27
Perhaps a bright start but becoming cloudy, with showery rain a likelihood
THERE IS NO denying that spring has driven her sideshow into town. Buenos dias. These hedgerows are thick with insy flowers, birds zag, giant foxgloves stand at the side of the road. Game on. Even the sun has made an entrance and is lighting up the weather vanes and the church spire.
Things are supposed to change in the spring, nature knows it. I am the same old knob, but. A single event could change that any day soon. There is a certain je ne sais quoi in the air.
On the corner, just after the postbox, I stop. Have I come the wrong way? Mental or what? I look behind me. It is our lane. I look ahead. It is our cottage, but.
Words, spray-painted words, cover the brickwork, every inch. Blue and black words, taller than the windows, wide as the house, stretching and separating around corners, reaching up to the chimney. I stand a minute to read them. GOG IS AN ARSE. GOG IS NOT GOD. HELLO. GOG IS A KNOB. I AM A PRISONER. GOG IS A KNOB. GOG IS A KNOB.
This is him, always was. He will push push until. Everything I have done. All these years.
And this is how.
I run to the house.
Ned!
I jump the stairs two at a time, across the landing, into his room. He is sitting on the windowsill, his back to me, his legs hanging out of the open window, gazing at the field. He doesn’t hear me. He wouldn’t. He doesn’t turn.
I stare. He is blond. My dark-haired brother is. For a moment I don’t know my own house, my own brother. Then the sound of a large penny dropping. Catch up, Lee. Wake up. Nordic stalker on the premises.
I bolt downstairs. After the chemo, before the naturopaths, she wore a short bleached wig when she lost her hair. Why not? she laughed, maybe I’ll have more fun.
He must’ve found it, he must’ve discovered it in my room when I was at work.
I dive into the kitchen. Change of rules. Fine by me. I pick up the .22. I’ve done my best.
Come on then. I run back up. I am in charge of plans.
His room is empty this time, curtain blowing. Through the open window I see him running barefoot flat out along the set-aside towards the mast.
Ned!
I run. Two can play. I’ll count you down. No probs.

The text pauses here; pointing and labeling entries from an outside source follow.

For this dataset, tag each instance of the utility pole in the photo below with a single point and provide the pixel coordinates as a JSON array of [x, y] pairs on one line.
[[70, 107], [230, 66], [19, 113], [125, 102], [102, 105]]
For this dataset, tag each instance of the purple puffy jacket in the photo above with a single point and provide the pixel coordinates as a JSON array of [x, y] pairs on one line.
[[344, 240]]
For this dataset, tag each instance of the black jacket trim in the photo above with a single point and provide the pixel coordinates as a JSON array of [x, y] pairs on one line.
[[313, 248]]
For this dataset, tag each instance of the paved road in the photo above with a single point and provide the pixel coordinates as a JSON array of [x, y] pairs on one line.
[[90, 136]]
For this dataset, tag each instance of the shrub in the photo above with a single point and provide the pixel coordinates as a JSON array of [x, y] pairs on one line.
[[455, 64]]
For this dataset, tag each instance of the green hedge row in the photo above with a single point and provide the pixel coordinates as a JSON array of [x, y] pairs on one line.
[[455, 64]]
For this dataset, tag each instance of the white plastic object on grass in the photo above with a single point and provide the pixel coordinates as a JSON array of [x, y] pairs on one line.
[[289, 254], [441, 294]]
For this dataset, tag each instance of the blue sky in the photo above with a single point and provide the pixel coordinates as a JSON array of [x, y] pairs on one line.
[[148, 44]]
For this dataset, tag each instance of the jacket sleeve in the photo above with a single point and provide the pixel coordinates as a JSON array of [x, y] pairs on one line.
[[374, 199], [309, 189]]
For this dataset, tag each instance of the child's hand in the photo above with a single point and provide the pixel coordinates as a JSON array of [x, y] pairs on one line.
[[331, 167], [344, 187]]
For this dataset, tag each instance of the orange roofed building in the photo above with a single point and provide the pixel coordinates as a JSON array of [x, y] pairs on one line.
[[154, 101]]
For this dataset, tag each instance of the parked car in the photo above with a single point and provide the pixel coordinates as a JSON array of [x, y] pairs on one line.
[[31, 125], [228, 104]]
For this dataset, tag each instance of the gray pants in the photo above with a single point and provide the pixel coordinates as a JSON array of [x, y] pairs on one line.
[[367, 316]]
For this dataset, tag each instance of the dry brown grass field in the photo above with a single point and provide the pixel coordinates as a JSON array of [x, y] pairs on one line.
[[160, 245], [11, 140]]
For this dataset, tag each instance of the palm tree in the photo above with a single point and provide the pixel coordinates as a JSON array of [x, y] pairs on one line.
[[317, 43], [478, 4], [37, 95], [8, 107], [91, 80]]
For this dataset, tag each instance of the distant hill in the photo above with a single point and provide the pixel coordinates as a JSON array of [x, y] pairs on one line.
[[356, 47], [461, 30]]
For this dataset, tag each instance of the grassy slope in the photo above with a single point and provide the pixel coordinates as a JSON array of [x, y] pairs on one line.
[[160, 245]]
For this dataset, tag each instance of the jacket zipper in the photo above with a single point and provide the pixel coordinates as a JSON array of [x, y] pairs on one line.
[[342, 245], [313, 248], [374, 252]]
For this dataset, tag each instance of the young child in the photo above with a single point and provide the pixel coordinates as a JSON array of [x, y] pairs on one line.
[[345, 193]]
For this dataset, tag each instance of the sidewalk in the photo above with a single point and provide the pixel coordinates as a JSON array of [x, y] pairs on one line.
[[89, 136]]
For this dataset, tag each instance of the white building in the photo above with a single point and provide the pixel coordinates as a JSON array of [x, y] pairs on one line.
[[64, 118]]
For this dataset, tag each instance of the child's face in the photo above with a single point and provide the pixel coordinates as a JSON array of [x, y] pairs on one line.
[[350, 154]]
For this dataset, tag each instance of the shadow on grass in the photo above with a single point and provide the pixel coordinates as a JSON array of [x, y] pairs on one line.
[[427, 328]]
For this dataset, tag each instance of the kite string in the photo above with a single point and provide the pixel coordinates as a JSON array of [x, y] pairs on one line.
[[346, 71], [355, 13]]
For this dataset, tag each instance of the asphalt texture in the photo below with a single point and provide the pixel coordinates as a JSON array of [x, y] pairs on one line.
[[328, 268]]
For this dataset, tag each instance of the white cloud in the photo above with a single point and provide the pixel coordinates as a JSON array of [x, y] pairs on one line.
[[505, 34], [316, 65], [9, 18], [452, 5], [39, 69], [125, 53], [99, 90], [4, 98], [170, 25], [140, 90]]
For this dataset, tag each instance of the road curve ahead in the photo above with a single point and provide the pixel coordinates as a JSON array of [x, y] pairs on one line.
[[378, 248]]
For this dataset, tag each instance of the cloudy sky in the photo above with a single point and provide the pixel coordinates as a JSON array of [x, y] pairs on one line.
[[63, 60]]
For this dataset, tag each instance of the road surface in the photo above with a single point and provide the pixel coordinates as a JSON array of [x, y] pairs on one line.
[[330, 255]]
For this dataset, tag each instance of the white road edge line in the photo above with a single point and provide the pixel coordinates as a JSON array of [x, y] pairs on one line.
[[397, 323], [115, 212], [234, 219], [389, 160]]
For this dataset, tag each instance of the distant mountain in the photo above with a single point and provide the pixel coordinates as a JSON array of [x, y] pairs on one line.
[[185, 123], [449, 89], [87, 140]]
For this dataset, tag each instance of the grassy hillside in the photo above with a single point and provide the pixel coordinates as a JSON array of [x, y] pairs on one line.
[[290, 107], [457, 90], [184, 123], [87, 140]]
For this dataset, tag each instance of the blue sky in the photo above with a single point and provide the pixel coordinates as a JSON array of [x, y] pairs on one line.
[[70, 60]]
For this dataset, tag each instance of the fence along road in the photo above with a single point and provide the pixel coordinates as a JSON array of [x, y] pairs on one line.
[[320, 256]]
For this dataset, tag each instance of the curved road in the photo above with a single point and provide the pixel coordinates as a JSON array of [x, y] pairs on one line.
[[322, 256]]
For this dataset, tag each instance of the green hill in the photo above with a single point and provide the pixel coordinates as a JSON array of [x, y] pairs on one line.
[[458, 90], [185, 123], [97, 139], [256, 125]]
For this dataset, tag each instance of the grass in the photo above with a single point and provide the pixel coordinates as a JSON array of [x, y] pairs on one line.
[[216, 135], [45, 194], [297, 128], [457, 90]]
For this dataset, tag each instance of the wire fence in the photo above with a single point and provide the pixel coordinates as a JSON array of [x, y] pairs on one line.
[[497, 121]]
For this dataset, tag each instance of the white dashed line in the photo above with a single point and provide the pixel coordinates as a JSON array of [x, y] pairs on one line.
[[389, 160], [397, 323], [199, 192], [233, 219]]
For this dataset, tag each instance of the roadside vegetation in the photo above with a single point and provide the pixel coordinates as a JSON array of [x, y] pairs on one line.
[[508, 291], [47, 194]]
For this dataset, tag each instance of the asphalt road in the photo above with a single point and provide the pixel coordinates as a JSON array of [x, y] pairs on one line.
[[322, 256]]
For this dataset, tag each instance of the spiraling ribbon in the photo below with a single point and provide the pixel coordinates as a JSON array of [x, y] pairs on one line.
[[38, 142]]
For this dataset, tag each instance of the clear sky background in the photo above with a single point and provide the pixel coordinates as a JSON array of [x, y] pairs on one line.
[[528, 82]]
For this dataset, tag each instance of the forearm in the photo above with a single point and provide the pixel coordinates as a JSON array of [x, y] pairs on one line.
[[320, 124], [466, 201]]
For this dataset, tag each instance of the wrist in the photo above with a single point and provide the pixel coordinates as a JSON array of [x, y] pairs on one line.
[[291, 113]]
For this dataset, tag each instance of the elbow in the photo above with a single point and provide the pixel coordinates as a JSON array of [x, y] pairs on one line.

I am at the mast before you can say Lee Hart is a knobhead, but.
Heavy sky, no wind. All I can hear is my breath and Crow rasping in the oaks. I go beyond the boundary into the woods. I wait, steady, listen. I could walk this path blind. No word of a lie. Not that I’m bragging, just saying. I am the trees and the wind and this ground. I am the bones of the woods. Every twitch I feel. No point him hiding, I’ll sniff him out. I am Lee. The woods’ll give him up. Everything knows I’m here, everything that grows and crawls. I breathe in and the woods breathe out. Everything changes in the spring. I don’t stop to think, there is nothing to think. I find him quick – I would. He stands looking at the canopies. Fascinated by the patterns, always was. He doesn’t hear me – he wouldn’t.
He will paralyse in a chair, like Lester. He will paralyse me first. He will end up, we will both end up, same old. Our family tradition, dead or dead as. Done with it, I am. Arrivederci. Very sorry, but.
I position myself, aim. His heart, his head. I could blind him at this distance. Oblivious, he is. Candy from a baby.
I hesitate. I breathe out. Come on.
He just stands there. For f*cks.
I lower the weapon. I close my eyes. I can’t. Call yourself a hunter?
I yell. Loud as. It sends the birds straight up from the trees. My ears buzz.
Ned gazes up at the birds. He raises his arms to them.